Another possibility is that the mechanic unplugged some things while working on the brake lines and didn't finish mating them properly. The worst instances of partially seated connectors over the years were usually after a trip to the body shop but even skilled mechanics can get distracted and goof.
 
The GM trucks run the brake lines and the chassis harness down the top of the left frame rail. Done lots of them. It would be easy to lever a brake line out of a retainer clip and pinch a wire in the harness. Not sayin’ it happened but it seems like a coincidence that has a LOT of overlap...:scratchchin:
And all that that Scottl said above. Good post that!
Joe
 
I almost wiped out a car load of teenagers when the lines on my '03 Tahoe burst. They flew out of a parking lot without looking (in a Nissan no less). Pulled right out in front of me, I was doing at least 35 MPH. I would have T-boned them. Hit the brakes and the peddle went to the floor. When I coasted to the down the block they looked at me and started laughing.
Mechanic friend swears by the gravity bleed. Crack all the bleeders uncap the master cylinder and just let it drip and keep the master full. One good thing of this method is you don't don't trip the proportioning valve.
 
BTW. Would using SS or nickle copper tubing really cost that much more? My daughters '09 Cobalt has nickle copper brake lines and steel gas lines. They rusted through. Rock Auto fuel line kit solved it. That and a Saturday.
 
Need an ABS bleed.

OR

Sometimes the solder joints on the board go bad, its expensive sometimes you can salvage by re-soldering it yourself..
 
Is that like when somebody posted where to drill your I phone for the "hidden" ear bud plug in?

Nope. Works nearly every time. It's a genuine reflow-correctable solder joint issue, same two places on the PCB. The case is sealed, so a pro repair shop has to saw it open for more extensive rework, then kludge a method of resealing. With the drill method, one just pops-in two rubber plugs.

So far, my OEM one is not faulty, but I've acquired a complete unit from a part-out for when the day comes.

The car is near-as-dammit all aluminium so no rust challenges. Plan is it is to last me for as long as I'm able to drive. Newer Jaguars - even if I could buy one for the $10,600 this one (2005 MY) cost me - look like every other japanese doorstop wedge, and one cannot see as well out of them as the "classical" X350 series.

The Town & Country vans, OTOH, also a 2005 MY at present, I just buy cheap, use up, then send-of to the crusher. I don't want any risk of liability if sold in running order and a rusted brake-line bursts. As they do.

Average amortized cost is mebbe $500 to $1,000 a year, tires, brakes, a battery, & c. included, so they don't "owe" me a dime, several good years each go.

Now y'all buying nice trucks at $35,000 to $75,000 new, or mebbe but a year or so old?

Loudoun County, VA annual Personal Property taxes alone would put me off that even if the vehicle was an outright gift!
 
'Generally' The ABS sensor doesn't know about what the fluid is doing.

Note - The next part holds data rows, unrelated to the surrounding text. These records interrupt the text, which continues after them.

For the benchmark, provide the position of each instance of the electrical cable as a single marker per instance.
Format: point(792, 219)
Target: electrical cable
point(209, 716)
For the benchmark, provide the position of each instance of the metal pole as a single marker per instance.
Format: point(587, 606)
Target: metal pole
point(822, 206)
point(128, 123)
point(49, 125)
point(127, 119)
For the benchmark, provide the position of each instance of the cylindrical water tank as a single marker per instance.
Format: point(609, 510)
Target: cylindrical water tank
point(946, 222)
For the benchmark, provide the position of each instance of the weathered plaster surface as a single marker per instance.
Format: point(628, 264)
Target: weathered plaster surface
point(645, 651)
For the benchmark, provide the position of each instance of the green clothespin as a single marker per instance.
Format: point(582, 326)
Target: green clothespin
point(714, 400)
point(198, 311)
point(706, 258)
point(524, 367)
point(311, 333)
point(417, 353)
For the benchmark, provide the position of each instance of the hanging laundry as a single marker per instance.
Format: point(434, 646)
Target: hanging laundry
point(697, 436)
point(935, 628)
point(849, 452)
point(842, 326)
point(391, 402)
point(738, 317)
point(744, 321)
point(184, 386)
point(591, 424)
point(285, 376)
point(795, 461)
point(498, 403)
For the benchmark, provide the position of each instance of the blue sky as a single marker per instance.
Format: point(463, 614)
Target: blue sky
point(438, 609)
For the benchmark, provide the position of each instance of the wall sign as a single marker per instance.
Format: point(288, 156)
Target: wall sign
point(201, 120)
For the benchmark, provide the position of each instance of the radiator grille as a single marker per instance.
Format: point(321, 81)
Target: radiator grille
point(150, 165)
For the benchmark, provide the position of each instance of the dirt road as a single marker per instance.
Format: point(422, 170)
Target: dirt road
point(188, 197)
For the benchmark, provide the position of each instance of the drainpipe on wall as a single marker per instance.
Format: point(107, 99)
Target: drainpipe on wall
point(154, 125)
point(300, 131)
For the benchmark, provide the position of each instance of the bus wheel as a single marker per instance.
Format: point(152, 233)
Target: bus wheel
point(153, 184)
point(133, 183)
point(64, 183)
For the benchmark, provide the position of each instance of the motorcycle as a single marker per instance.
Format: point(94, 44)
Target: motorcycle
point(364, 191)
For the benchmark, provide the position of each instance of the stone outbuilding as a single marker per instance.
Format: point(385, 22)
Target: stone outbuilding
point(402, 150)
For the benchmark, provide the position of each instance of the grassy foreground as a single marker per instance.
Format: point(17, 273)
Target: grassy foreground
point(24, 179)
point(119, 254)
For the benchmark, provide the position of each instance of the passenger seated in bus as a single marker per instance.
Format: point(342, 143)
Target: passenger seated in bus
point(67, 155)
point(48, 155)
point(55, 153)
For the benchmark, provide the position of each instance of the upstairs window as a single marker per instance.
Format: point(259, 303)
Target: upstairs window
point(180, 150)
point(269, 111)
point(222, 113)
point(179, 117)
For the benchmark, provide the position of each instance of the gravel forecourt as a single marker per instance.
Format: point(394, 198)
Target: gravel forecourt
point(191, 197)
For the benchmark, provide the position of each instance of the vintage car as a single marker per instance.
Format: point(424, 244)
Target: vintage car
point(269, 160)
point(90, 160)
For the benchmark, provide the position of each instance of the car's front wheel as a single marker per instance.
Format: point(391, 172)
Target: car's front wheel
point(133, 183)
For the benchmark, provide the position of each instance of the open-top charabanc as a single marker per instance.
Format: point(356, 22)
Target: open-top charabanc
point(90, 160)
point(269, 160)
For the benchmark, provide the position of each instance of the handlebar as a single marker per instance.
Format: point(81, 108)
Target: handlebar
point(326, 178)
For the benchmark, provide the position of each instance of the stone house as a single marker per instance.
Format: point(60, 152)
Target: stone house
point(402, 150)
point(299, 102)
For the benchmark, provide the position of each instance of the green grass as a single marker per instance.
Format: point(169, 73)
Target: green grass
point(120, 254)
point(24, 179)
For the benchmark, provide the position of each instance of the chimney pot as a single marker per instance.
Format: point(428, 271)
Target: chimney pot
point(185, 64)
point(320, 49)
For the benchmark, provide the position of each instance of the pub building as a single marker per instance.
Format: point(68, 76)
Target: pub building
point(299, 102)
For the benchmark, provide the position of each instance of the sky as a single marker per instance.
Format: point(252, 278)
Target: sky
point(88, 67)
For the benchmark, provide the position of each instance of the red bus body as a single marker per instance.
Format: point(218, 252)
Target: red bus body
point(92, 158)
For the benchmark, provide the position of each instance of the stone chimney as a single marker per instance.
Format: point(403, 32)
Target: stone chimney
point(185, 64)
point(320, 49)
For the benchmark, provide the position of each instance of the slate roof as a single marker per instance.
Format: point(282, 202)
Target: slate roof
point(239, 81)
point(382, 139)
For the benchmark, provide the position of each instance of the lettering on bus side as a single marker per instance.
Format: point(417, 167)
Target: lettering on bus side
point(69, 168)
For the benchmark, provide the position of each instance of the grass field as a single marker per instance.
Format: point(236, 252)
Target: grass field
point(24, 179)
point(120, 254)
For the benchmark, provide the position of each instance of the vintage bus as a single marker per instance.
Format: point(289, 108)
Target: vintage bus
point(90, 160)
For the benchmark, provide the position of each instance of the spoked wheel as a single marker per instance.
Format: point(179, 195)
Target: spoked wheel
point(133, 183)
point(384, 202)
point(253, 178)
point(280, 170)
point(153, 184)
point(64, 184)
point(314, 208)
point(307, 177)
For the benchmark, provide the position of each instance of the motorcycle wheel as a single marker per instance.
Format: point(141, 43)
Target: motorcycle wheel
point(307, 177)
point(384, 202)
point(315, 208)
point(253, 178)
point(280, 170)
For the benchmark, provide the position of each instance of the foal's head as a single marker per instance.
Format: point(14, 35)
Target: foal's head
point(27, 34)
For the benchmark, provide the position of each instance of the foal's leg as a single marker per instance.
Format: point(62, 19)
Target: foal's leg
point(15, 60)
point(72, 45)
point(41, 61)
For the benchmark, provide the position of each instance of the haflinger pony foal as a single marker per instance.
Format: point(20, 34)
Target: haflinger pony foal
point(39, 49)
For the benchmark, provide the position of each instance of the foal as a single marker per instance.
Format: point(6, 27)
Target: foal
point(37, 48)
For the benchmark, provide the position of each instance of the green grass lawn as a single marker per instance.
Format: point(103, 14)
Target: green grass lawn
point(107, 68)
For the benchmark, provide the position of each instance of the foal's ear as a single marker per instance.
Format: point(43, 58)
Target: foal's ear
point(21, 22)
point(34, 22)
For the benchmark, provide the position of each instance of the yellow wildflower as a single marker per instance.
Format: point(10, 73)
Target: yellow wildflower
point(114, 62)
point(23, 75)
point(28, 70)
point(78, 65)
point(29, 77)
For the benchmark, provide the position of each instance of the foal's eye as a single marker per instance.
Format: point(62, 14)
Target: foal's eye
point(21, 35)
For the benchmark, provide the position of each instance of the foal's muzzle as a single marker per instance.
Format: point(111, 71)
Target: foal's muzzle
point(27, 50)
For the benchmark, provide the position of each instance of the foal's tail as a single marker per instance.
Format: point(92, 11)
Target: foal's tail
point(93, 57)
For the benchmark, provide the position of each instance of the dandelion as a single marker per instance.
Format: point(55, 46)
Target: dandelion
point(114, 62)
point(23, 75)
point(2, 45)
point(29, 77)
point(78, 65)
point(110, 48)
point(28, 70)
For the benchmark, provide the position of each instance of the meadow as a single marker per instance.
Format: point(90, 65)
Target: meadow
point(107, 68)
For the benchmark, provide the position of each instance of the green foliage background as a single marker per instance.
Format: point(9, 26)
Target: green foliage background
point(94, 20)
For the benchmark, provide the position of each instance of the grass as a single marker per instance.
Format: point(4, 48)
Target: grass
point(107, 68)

If you didn't run out of fluid 'generally' you don't need to cycle the ABS system.

'Generally' you can back bleed by pushing the piston back in the caliper

I don't 'think' that particular error is fluid related, it is most probably the sensor, then the wiring to it
 
'Generally' The ABS sensor doesn't know about what the fluid is doing.

If you didn't run out of fluid 'generally' you don't need to cycle the ABS system.

'Generally' you can back bleed by pushing the piston back in the caliper

I don't 'think' that particular error is fluid related, it is most probably the sensor, then the wiring to it

Clearly you did not bother to read the OP or you have comprehension issues.